Die Abbadia San Giorgio in Moneglia © PR

Im Rahmen der Reihe "Willkommen in..." stellt der Fernsehsender Arte fünf internationale Gastgeber und ihre ungewöhnlichen B&Bs vor. Die Gastgeber kennen Tipps, die in keinem Reiseführer stehen und geben den Gästen Einblick in die für ihre Region oder Stadt typische Lebensart. In Kooperation mit Arte zeigen wir exklusive Ausschnitte der Reihe. Folge 3: "Abbadia San Giorgio" in Ligurien.

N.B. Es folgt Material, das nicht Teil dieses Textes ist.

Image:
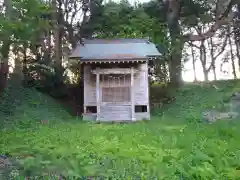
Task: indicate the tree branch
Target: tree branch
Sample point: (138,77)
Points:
(221,20)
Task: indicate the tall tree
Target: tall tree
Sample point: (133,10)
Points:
(6,42)
(232,53)
(174,9)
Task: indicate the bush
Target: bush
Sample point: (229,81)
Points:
(46,79)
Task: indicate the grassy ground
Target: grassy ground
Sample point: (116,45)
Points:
(173,145)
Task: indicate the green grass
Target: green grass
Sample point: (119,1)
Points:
(173,145)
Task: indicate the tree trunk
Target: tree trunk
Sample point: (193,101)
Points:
(214,72)
(56,32)
(177,44)
(24,70)
(232,57)
(193,64)
(203,59)
(5,48)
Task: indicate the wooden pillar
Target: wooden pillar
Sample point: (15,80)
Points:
(132,95)
(98,94)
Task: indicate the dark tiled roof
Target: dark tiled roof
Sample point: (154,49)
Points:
(114,41)
(115,49)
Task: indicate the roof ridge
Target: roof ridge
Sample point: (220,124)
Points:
(115,40)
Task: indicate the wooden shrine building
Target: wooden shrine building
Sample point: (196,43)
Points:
(116,86)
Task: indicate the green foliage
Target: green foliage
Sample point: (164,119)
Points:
(27,20)
(46,79)
(121,20)
(173,146)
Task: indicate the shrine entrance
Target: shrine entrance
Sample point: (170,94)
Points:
(114,91)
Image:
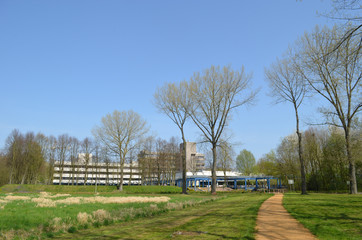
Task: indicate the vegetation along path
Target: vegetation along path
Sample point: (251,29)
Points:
(233,217)
(274,222)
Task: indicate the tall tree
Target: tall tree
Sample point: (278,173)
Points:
(336,76)
(225,158)
(119,132)
(173,100)
(214,94)
(245,162)
(288,85)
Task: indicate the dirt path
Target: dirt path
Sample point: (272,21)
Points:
(274,222)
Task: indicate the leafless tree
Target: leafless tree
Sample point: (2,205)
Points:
(173,100)
(215,93)
(288,85)
(225,154)
(62,153)
(87,147)
(119,132)
(336,76)
(74,151)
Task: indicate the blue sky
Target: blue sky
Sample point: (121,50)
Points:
(65,64)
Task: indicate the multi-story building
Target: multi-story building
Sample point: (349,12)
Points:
(87,172)
(151,168)
(194,161)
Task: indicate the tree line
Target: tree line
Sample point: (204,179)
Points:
(31,159)
(325,155)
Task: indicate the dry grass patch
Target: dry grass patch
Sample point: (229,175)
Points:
(16,198)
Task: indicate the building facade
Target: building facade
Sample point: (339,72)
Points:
(151,168)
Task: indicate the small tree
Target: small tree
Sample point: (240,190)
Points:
(336,76)
(245,162)
(288,85)
(214,94)
(174,101)
(119,132)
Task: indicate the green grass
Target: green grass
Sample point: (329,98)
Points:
(328,216)
(28,220)
(233,217)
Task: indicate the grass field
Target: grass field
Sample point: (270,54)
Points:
(232,217)
(27,213)
(157,212)
(328,216)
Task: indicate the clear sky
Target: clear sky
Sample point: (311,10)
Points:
(65,64)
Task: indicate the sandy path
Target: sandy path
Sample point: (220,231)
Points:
(274,222)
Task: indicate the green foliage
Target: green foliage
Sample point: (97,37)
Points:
(328,216)
(326,164)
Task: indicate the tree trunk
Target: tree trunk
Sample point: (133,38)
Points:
(213,171)
(121,173)
(184,188)
(300,152)
(352,166)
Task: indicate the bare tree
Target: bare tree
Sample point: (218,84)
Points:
(74,150)
(225,158)
(336,76)
(87,146)
(173,100)
(214,94)
(62,153)
(119,132)
(288,85)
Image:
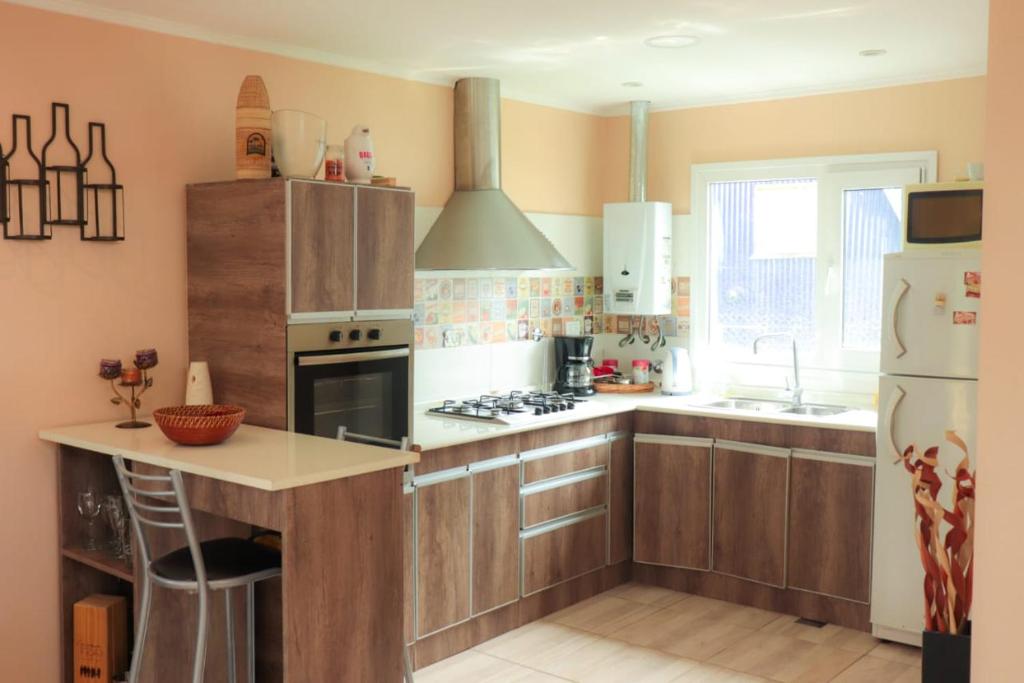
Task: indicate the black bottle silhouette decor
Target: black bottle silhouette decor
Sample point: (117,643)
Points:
(58,187)
(25,186)
(104,197)
(62,164)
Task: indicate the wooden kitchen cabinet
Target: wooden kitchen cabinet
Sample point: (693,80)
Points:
(830,505)
(564,459)
(409,578)
(621,498)
(562,550)
(564,496)
(751,500)
(385,246)
(496,532)
(672,501)
(323,231)
(442,537)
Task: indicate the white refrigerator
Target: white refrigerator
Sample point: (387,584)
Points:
(929,364)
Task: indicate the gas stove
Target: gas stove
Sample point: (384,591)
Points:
(512,408)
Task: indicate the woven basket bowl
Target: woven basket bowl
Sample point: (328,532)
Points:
(199,425)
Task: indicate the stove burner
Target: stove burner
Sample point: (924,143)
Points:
(489,407)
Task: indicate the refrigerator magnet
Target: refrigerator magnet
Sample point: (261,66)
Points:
(972,283)
(965,317)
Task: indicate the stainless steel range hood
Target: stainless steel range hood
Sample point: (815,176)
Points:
(480,228)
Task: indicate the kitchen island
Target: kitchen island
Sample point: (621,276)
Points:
(336,612)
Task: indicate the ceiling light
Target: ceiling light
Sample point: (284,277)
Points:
(671,42)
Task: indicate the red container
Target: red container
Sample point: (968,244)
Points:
(199,425)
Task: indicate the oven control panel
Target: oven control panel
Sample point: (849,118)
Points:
(349,334)
(356,334)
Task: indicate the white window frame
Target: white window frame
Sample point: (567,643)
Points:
(830,173)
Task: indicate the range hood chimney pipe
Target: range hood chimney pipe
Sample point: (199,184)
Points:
(480,228)
(638,150)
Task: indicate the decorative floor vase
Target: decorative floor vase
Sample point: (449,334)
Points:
(946,658)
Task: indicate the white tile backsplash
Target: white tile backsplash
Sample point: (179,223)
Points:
(469,371)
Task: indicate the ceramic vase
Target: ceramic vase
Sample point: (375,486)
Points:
(199,390)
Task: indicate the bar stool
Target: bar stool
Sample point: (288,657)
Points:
(221,564)
(344,434)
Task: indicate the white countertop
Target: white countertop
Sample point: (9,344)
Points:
(432,431)
(256,457)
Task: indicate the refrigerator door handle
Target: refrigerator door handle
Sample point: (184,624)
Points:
(895,398)
(902,288)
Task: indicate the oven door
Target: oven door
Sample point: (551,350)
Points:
(365,391)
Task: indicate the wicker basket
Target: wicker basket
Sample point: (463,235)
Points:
(199,425)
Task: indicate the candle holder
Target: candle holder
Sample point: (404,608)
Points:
(132,378)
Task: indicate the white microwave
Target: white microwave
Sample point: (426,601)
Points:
(941,214)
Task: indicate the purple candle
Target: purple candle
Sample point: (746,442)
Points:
(145,358)
(110,369)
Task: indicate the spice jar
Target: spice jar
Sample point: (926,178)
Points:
(641,372)
(334,165)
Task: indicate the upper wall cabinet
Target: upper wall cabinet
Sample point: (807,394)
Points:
(384,244)
(322,238)
(348,250)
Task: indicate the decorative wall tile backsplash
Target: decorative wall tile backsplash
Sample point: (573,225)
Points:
(461,311)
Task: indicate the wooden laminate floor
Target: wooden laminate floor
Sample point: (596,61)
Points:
(645,634)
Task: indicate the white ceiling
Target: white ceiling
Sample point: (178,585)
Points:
(576,53)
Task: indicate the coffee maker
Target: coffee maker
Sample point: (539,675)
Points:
(574,367)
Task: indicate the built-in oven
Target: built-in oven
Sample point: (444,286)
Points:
(355,377)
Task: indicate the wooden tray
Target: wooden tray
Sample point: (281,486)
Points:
(609,387)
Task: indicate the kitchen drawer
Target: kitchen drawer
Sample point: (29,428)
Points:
(564,459)
(557,552)
(557,498)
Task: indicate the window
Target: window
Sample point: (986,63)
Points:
(764,254)
(797,247)
(870,228)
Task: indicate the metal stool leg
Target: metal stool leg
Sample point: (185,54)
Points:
(199,666)
(409,664)
(251,632)
(143,626)
(232,673)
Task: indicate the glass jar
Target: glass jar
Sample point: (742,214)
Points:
(334,165)
(641,372)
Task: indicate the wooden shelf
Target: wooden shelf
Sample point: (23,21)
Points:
(102,560)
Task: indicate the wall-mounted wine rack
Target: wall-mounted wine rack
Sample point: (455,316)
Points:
(58,187)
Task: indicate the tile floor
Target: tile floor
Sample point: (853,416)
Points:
(645,634)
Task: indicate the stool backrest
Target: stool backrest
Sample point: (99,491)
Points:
(159,502)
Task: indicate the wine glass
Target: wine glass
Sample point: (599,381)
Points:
(89,508)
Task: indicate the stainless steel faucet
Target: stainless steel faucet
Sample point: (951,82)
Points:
(798,391)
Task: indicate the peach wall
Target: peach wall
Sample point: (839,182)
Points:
(169,105)
(999,543)
(946,116)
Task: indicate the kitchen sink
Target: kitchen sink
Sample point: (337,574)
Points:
(816,411)
(748,404)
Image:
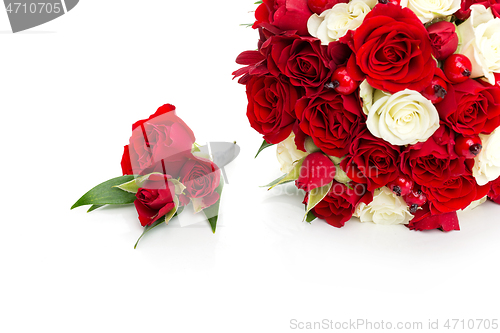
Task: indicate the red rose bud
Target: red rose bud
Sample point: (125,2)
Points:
(284,15)
(319,6)
(415,199)
(457,68)
(436,91)
(401,186)
(468,147)
(201,178)
(342,82)
(444,39)
(154,199)
(317,171)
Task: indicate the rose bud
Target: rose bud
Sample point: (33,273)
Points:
(201,178)
(317,171)
(444,39)
(154,199)
(284,15)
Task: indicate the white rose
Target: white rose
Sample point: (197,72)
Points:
(334,23)
(487,162)
(386,208)
(401,119)
(480,36)
(427,10)
(287,153)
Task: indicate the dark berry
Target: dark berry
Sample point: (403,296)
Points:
(468,147)
(401,186)
(457,68)
(342,82)
(436,91)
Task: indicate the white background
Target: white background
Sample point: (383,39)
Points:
(71,89)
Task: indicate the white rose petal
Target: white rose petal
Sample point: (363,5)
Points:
(480,36)
(334,23)
(403,118)
(386,208)
(487,163)
(287,153)
(427,10)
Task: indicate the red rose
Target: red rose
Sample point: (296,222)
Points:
(434,162)
(471,107)
(317,171)
(331,120)
(340,203)
(162,143)
(444,39)
(284,15)
(373,158)
(464,12)
(494,194)
(393,49)
(126,164)
(455,194)
(201,178)
(271,103)
(425,221)
(154,199)
(302,59)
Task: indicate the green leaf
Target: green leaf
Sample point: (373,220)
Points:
(310,217)
(264,146)
(164,219)
(94,207)
(316,196)
(291,176)
(212,212)
(134,185)
(106,194)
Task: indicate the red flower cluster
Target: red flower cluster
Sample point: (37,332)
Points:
(296,83)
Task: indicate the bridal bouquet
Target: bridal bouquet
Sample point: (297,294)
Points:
(164,170)
(387,111)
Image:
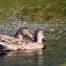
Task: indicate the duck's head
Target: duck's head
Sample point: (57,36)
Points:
(40,36)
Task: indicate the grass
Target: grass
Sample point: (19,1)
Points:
(36,10)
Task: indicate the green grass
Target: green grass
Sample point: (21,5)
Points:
(36,10)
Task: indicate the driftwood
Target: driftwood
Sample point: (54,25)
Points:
(12,43)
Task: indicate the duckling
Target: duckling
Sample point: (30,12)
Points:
(22,32)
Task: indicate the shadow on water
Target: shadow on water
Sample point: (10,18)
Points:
(19,58)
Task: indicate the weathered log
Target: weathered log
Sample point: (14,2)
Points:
(12,43)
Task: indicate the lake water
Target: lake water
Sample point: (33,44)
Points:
(53,55)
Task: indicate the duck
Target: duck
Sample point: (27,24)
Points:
(24,45)
(23,32)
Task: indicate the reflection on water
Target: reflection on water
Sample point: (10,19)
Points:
(53,55)
(18,58)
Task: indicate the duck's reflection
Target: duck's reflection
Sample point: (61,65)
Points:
(37,55)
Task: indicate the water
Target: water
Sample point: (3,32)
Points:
(53,55)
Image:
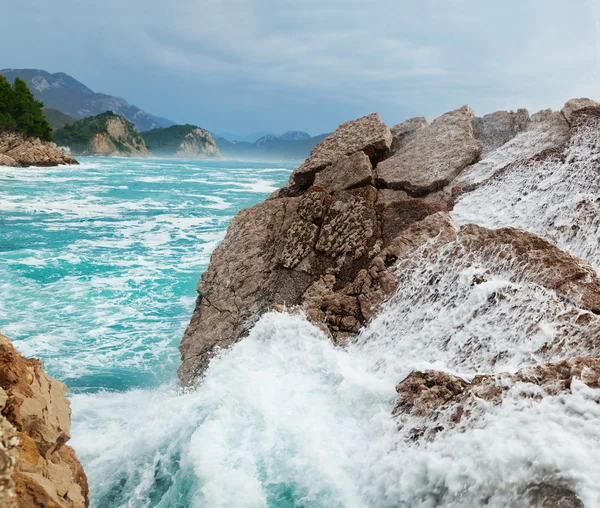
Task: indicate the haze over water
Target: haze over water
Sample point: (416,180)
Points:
(98,267)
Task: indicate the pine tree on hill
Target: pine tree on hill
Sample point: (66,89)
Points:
(19,111)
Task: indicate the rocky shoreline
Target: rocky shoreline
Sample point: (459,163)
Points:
(328,241)
(18,150)
(37,468)
(373,210)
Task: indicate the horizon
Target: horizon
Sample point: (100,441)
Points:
(288,67)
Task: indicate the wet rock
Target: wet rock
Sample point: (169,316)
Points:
(533,258)
(346,172)
(433,401)
(18,150)
(367,134)
(497,129)
(45,470)
(5,160)
(435,157)
(316,252)
(551,495)
(547,130)
(575,105)
(405,132)
(397,216)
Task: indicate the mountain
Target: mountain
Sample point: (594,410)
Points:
(265,140)
(269,148)
(106,134)
(294,135)
(57,119)
(187,141)
(236,138)
(61,91)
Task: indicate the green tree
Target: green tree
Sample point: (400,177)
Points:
(21,112)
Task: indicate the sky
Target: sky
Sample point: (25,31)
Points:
(244,66)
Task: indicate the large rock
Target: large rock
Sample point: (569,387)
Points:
(405,132)
(367,134)
(497,129)
(198,144)
(301,251)
(333,250)
(575,105)
(18,150)
(435,157)
(547,130)
(346,172)
(44,470)
(118,139)
(431,402)
(552,193)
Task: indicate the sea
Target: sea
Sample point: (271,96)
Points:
(98,269)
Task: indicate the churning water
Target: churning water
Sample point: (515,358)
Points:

In Ligurien an der italienischen Riviera führen Orietta und Angelo Sella zusammen mit ihrer Tochter Francesca ein Gästehaus in einem ehemaligen Franziskanerkloster. Die Abbadia San Giorgio in Moneglia wurde bereits im 15. Jahrhundert erwähnt, im 17. Jahrhundert erhielt sie ihr heutiges Aussehen und 2004 wurde sie unter Aufsicht des Denkmalschutzes restauriert. Sie liegt unweit von Portofino und den Cinque Terre und damit im schönsten Teil Liguriens.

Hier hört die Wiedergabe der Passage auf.